Royal Bank of Canada hit with $35m penalty

By Kevin G. Hall - McClatchy Washington Bureau

December 18, 2014 04:54 PM

A federal court Thursday ordered Royal Bank of Canada to pay a steep $35 million penalty for three years of anti-competitive practices while trading in U.S. commodities markets.

RBC entered into a consent order with the U.S. District Court for the Southern District of New York, acknowledging that it engaged in more than 1,000 illegal wash sales, fictitious sales and noncompetitive transactions in violation of the Commodity Exchange Act.

The infractions happened between June 1, 2007, and May 31, 2010. A wash sale is when a company sells a commodity for a loss then buys it back within 30 days.

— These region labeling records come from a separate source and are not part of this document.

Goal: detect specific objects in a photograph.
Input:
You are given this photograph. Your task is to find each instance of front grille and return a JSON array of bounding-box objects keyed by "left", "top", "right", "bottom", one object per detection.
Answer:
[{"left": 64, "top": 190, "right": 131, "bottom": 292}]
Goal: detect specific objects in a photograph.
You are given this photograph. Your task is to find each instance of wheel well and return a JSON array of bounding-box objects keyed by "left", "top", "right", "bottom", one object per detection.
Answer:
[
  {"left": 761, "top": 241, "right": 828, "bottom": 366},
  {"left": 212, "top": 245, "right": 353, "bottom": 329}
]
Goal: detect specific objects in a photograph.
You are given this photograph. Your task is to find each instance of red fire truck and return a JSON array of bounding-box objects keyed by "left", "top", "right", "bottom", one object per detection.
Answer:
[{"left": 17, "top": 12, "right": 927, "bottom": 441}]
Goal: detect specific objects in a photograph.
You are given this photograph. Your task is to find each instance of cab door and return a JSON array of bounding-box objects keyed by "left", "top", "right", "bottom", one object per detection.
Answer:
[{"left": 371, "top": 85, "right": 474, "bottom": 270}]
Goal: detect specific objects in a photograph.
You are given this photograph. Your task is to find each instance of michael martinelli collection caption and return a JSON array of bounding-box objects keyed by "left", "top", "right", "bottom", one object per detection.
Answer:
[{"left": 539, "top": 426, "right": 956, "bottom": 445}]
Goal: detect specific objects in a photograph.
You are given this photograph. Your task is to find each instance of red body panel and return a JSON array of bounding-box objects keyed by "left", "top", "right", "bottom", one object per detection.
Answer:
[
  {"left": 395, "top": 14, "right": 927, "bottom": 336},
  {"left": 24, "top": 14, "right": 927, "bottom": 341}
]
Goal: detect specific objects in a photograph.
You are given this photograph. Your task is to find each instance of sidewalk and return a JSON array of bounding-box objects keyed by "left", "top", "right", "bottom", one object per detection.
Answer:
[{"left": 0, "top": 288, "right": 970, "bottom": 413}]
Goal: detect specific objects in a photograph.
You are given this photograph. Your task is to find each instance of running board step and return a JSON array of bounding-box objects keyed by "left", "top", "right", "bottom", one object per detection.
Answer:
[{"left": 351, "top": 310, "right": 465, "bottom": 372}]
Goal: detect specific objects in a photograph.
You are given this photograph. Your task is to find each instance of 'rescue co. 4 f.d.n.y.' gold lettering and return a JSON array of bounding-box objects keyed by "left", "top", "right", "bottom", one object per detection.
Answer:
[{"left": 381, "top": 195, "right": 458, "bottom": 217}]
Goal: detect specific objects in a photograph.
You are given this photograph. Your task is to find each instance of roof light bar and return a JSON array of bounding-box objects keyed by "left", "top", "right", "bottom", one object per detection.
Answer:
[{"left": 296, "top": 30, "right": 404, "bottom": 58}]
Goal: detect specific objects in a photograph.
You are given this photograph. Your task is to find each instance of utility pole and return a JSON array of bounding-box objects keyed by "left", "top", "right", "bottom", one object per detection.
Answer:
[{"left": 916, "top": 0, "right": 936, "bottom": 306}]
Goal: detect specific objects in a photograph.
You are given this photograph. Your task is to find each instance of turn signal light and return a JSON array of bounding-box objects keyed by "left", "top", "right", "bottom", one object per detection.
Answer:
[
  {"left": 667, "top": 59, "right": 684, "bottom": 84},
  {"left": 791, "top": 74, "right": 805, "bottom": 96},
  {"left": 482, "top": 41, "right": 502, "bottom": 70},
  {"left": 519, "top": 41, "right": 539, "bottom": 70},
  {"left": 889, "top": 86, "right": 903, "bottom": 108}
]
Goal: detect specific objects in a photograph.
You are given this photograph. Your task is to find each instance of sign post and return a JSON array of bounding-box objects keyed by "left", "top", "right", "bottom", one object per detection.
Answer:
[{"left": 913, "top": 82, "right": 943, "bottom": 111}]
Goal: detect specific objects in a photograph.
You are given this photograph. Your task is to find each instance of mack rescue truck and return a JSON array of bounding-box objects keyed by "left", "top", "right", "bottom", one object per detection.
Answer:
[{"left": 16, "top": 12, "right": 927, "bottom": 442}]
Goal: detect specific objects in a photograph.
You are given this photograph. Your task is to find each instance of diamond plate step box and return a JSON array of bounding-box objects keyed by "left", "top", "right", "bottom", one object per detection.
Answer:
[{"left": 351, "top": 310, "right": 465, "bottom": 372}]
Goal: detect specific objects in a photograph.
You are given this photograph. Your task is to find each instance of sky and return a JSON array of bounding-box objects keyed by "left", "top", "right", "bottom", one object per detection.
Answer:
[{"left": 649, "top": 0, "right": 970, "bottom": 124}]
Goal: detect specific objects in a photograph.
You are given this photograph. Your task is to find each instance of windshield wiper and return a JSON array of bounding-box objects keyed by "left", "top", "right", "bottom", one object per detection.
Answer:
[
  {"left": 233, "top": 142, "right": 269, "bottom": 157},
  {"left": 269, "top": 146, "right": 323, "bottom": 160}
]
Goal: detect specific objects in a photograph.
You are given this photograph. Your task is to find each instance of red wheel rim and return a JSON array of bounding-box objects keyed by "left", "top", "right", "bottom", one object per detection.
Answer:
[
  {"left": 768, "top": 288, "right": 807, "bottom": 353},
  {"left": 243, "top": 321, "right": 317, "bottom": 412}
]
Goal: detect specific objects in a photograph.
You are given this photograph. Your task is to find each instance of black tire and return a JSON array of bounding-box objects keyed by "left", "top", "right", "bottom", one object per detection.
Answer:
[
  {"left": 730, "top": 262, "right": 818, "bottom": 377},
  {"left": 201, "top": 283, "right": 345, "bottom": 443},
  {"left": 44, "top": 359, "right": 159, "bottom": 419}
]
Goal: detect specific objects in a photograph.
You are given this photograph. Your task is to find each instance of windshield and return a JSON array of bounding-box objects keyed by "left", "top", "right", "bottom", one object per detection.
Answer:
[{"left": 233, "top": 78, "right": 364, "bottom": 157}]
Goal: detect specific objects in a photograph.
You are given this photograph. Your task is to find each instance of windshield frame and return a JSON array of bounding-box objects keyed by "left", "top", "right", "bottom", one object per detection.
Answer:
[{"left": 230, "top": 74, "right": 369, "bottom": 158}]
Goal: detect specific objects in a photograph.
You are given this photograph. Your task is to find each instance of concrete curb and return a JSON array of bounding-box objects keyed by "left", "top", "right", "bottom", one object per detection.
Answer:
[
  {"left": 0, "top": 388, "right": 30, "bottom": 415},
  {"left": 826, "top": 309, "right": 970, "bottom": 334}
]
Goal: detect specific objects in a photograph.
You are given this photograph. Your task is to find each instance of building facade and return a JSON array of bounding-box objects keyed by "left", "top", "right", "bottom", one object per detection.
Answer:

The Commodity Futures Trading Commission said senior RBC officials designed a strategy to have two offshore subsidiaries trade with each other in Chicago. But they would soon afterward unwind those positions opposite each they each held in contracts for future performance of single stocks and stock indices. The net result would be a wash, but RBC would enjoy tax benefits from the losses.

“Illegal wash trade may seem innocuous. They are not. They provide misleading signals to the market and are thus prohibited, whether their purpose is to lessen a foreign tax bill or another reason,” Aitan Goelman, the CFTC’s director of enforcement, said in a statement announcing the settlement.